Sosialisasi UU Cipta Kerja, Akankah Merubah Pemikiran Rakyat?
Gubernur Sulawesi Tenggara (Sultra) Ali Mazi, belum lama ini memimpin rapat koordinasi (Rakor) Sinergitas Kebijakan Pemerintah, dalam pelaksanaan Omnibus Law tentang Sosialisasi Undang-Undang Cipta Kerja Tahun 2020 yang digelar secara virtual di Aula Merah Putih, Rumah Jabatan Gubernur. Hasil yang disepakati adalah, pemerintah daerah akan melakukan sosialisasi Undang-Undang Cipta Kerja. Dengan membentuk tim terpadu sosialisasi UU Cipta Kerja Provinsi Sultra, melalui Surat Keputusan Gubernur Sultra Nomor 505 Tahun 2020 yang ditandatangani pada 12 oktober 2020 lalu. ZonaSultra (16/10/20).
Dari sini kita bisa menyimpulkan bahwa penolakan yang diberikan masyarakat dengan melakukan demo kepada pemerintah karena disahkannya UU Cipta Kerja, ternyata tak membuat pemerintah "menyerah". UU yang menuai kontroversi ini malah terus diupayakan agar diterima masyarakat. Dengan melibatkan pemprov dan membentuk tim terpadu sosialisasi UU Cipta Kerja, pemerintah seolah memaksa masyarakat untuk menerima UU yang jelas-jelas telah mendapat penolakan. Tentu bukan tanpa sebab masyarakat ramai-ramai menolak UU tersebut.
UU Cipta Kerja dinilai
menambah penderitaan para buruh dan pekerja serta hanya menguntungkan para
pengusaha. Apabila UU Cipta Kerja disosialisasikan nantinya, akankah membuat
masyarakat merubah pemikirannya dari menolak menjadi menerima? Atau tetap pada
pendirian, menolak UU yang jelas tak menguntungkan rakyat.
Jargon demokrasi
yang katanya dari, oleh dan untuk rakyat, telah berubah haluan menjadi
dari, oleh dan untuk pemilik modal. Hal ini terlihat jelas dari UU yang dibuat
lebih mengutamakan kepentingan para korporasi dari pada kesejahteraan
masyarakat. Sistem kapitalisme, dimana para investor memiliki kuasa diatas
segalanya telah menyengsarakan rakyat yang tak punya apa-apa. Hidup dalam
sistem kapitalisme menjadikan kata "sejahtera" hanya layak disematkan
oleh para pemilik modal. Sungguh, bertahan pada sistem saat ini membuat masyarakat tidak dapat merasakan arti kata kesejahteraan yang sesungguhnya.
Namun lain halnya
dengan sistem Islam. Islam adalah agama yang berasal dari Allah SWT, Sang
Pencipta manusia dan seluruh alam semesta. Aturannya yang luar biasa, jelas
telah mampu membuat semua mahluk hidup sejahtera apabila berada dalam
naungannya. Islam memiliki aturan yang sempurna, yang nyata pernah diterapkan
13 abad lamanya dan telah terbukti mampu mensejahterakan rakyatnya.
Sebab dalam Islam,
pemimpin memiliki tanggung jawab yang begitu besar dalam mengurusi urusan umat.

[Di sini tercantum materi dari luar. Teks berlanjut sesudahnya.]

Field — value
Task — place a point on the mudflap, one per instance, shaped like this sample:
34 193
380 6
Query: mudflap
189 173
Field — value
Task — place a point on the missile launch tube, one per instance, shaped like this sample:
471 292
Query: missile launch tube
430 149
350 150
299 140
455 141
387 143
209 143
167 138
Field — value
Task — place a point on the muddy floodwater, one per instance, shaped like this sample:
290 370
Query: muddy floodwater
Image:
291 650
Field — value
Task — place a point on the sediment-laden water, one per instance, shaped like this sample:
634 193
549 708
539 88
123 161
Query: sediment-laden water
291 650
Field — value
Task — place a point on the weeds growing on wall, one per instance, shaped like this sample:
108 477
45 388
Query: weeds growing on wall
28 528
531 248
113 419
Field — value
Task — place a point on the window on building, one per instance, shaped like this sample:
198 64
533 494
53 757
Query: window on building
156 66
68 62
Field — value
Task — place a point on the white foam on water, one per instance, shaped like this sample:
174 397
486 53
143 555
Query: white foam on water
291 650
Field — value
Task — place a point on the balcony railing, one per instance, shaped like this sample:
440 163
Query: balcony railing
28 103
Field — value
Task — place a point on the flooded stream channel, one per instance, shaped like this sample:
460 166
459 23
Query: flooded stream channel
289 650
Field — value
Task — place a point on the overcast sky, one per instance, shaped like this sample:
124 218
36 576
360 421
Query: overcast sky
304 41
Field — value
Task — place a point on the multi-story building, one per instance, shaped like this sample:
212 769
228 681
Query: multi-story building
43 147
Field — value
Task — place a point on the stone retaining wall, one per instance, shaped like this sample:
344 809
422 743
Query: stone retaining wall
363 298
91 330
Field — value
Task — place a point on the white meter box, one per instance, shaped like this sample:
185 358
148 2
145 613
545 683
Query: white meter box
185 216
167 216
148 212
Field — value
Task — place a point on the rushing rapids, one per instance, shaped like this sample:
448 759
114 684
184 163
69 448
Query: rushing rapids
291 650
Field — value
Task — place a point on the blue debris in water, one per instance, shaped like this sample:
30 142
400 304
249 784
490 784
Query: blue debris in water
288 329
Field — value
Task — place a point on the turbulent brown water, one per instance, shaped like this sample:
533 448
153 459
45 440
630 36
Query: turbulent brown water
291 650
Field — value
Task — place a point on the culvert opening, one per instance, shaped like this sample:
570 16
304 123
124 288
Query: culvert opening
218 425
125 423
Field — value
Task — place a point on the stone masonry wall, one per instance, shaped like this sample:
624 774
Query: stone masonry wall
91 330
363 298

Dalam Islam pemimpin memiliki dua fungsi utama, yaitu sebagai raa'in dan junnah
bagi umat. Kedua fungsi ini ketika dijalankan sesuai apa yang digariskan
syara’, terbukti membawa kesejahteraan dan kejayaan umat Islam.
Rasulullah SAW
bersabda “Imam (Khalifah) adalah raa’in (pengurus rakyat) dan ia bertanggung
jawab atas pengurusan rakyatnya” (HR al-Bukhari).
Rasulullah SAW
juga bersabda ”Sesungguhnya al-Imam (Khalifah) itu perisai, di mana
(orang-orang) akan berperang di belakangnya (mendukung) dan berlindung (dari
musuh) dengan (kekuasaan) nya.” (HR. Al-Bukhari, Muslim, Ahmad, Abu Dawud,
dll)
Pemimpin sebagai
pengurus rakyat, harus mampu mengarahkan rakyatnya menuju gerbang kemakmuran
dan kesejahteraan. Selain itu, pemimpin juga sebagai junnah, harus mampu
melindungi rakyatnya.
Aturan Islam
semata-mata dibuat demi keselamatan dan kesejahteraan rakyat. Oleh karena itu, pemimpin tidak boleh membuat kebijakan yang dapat membahayakan rakyat dan
negaranya. Maka, sudah saatnya umat kembali pada sistem Islam. Sistem yang
pernah diterapkan dan telah terbukti mampu melindungi dan mensejahterakan rakyatnya.